If anyone still wondered if Anna Delvey truly loved Chase, episode 5 of Inventing Anna put the question the rest. She didn’t. How do we know? Because in this episode, we see Anna with someone she truly does care about: Neff. The one person who Anna chose not to hurt. And perhaps the only person who would still love Anna, whether she’s living on Park Avenue or a park bench.
The Real Thing
For all that Anna’s con artistry leads her to a life of glamour, it also must be exhausting. She has to be “on” all the time. She can never slip, never really trust anyone or let anyone in. Or her whole house of cards collapses. On some level, her choices must lead her to live a fairly lonely existence.

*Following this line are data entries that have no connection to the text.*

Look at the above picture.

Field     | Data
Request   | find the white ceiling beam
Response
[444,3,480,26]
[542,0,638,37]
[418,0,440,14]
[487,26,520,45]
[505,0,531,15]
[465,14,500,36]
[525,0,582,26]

Is that why she befriends Neff? Or is it because she sees some of herself in her? Neff is, in many ways, the person Anna could have been, if she’d chosen to live her life on the straight and narrow. Smart, but overlooked. Ambitious and hard-working, but on a slow path to success. Living adjacent to the rich and glamorous, but not really one of the crowd.
Whatever first drew her to Neff, it’s clear that this relationship differs from Anna’s usual fare. Neff isn’t someone Anna can really get something from. Other than the inside track to some VIP lists (which Neff takes care of fairly early on in their dynamic), Neff has nothing to give Anna – nothing that will serve her greater purpose.
In the world of Inventing Anna, at least, Anna’s friendship with Neff may be the only real thing about her.
And Neff is the only one who gets a glimpse of the truth under the facade and isn’t punished for it. Even after seemingly turning against her. Anna has cut people off in the past for far less. Particularly since she’d previously slipped and suggested that her beginnings were far less opulent than she’s pretending. Even as she pays Ness back what she owes – making her the only person she ever paid back. More than that, she pays her outstanding hotel bill, saving Neff’s job and reputation, when she could have just cut ties as she seemingly did with every other hotel. When Neff apologizes for her moment of doubt, Anna could leave with a cutting remark, as she did with others before. But she doesn’t. She still extends a hand in friendship.
Gotta Have Faith
Is there any wonder that, of all the people in Anna’s life, Neff is the only one who remains true to her? Others were members of Anna’s entourage, but (at least in Rachel’s case), they were as much “takers” from her as she was from other people. But for Neff, it doesn’t really seem to matter where Anna’s money comes from. Or even if it’s all ill-gotten gains. She believes in Anna. Even after the truth has supposedly come out.
It seems almost inexplicable, but whether Anna is exactly who she presented herself to be throughout the course of their friendship doesn’t really matter. To Neff, she’s the real deal. She’s what she pretends to be if not who – a woman who’s got a good head for business and is getting the job done. Where the money comes from? That’s just details.
As much as Neff believes in Anna, though, the faith seems to be reciprocated. Is it because she sees something of herself in her friend? Who knows? But even as Anna encourages Neff to leap and a parachute will appear, the differences in their approach to the world is clear. Anna lives in a fantasy, where anyone could be anything if they go for it. Neff lives in a much harsher reality.
Because the ugly truth is, Neff is right that not everyone has a parachute. Even if she had Anna’s mercenary intent, would someone who looks like her be able to make it as far as Anna did? Would those doors that opened so (relatively) easily to the vaguely Western-maybe-Eastern-it’s-unclear-but-certainly-somewhere-in-there European Anna open as wide or as readily to a Black woman? Heck, not even as readily. Ever. Would the members of upper crust society, all those old white faces who make deals behind closed doors, ever let someone like Neff into their midst?
Anna frequently points out that the world would respond to her differently if she were a man. She doesn’t seem to realize or appreciate that they would respond to her differently still if she looked like Neff.
Mistakes From The Past
After several episodes of hinting at what brought about Vivian Kent’s downfall, this episode finally brings answers. She pursued a story. A fluff piece, really. She had reservations, which she brought to her editor and friend (at the time) Paul. He was supposed to help fact check, and he didn’t. And when push came to shove, she got thrown under a bus and he got promoted.
It doesn’t just explain why she’s determined to find a story. It explains why she’s drawn to this story. Why is she obsessed with a con woman? Because she was herself – on a much smaller scale – conned. She lost as much as many of Anna’s victims did. Her job. Her reputation. Even her dignity. And, like so many of Anna’s so-called “friends,” Vivian was ghosted when the so-called truth came out.
So for Vivian, it isn’t surprising that she keeps trying to figure out now just the who but the how? How did Anna get away with it for so long? How did she draw so many people in? Even, on a more personal level, how did Anna read her well enough to be able to hurt her feelings?
Maybe Vivian thinks that, in getting to the bottom of what makes Anna tick, she’ll find a way to come to peace with the con that brought her down, as well. But getting to the heart of Anna Delvey…well, that’s easier said than done.
Inventing Anna is streaming now on Netflix.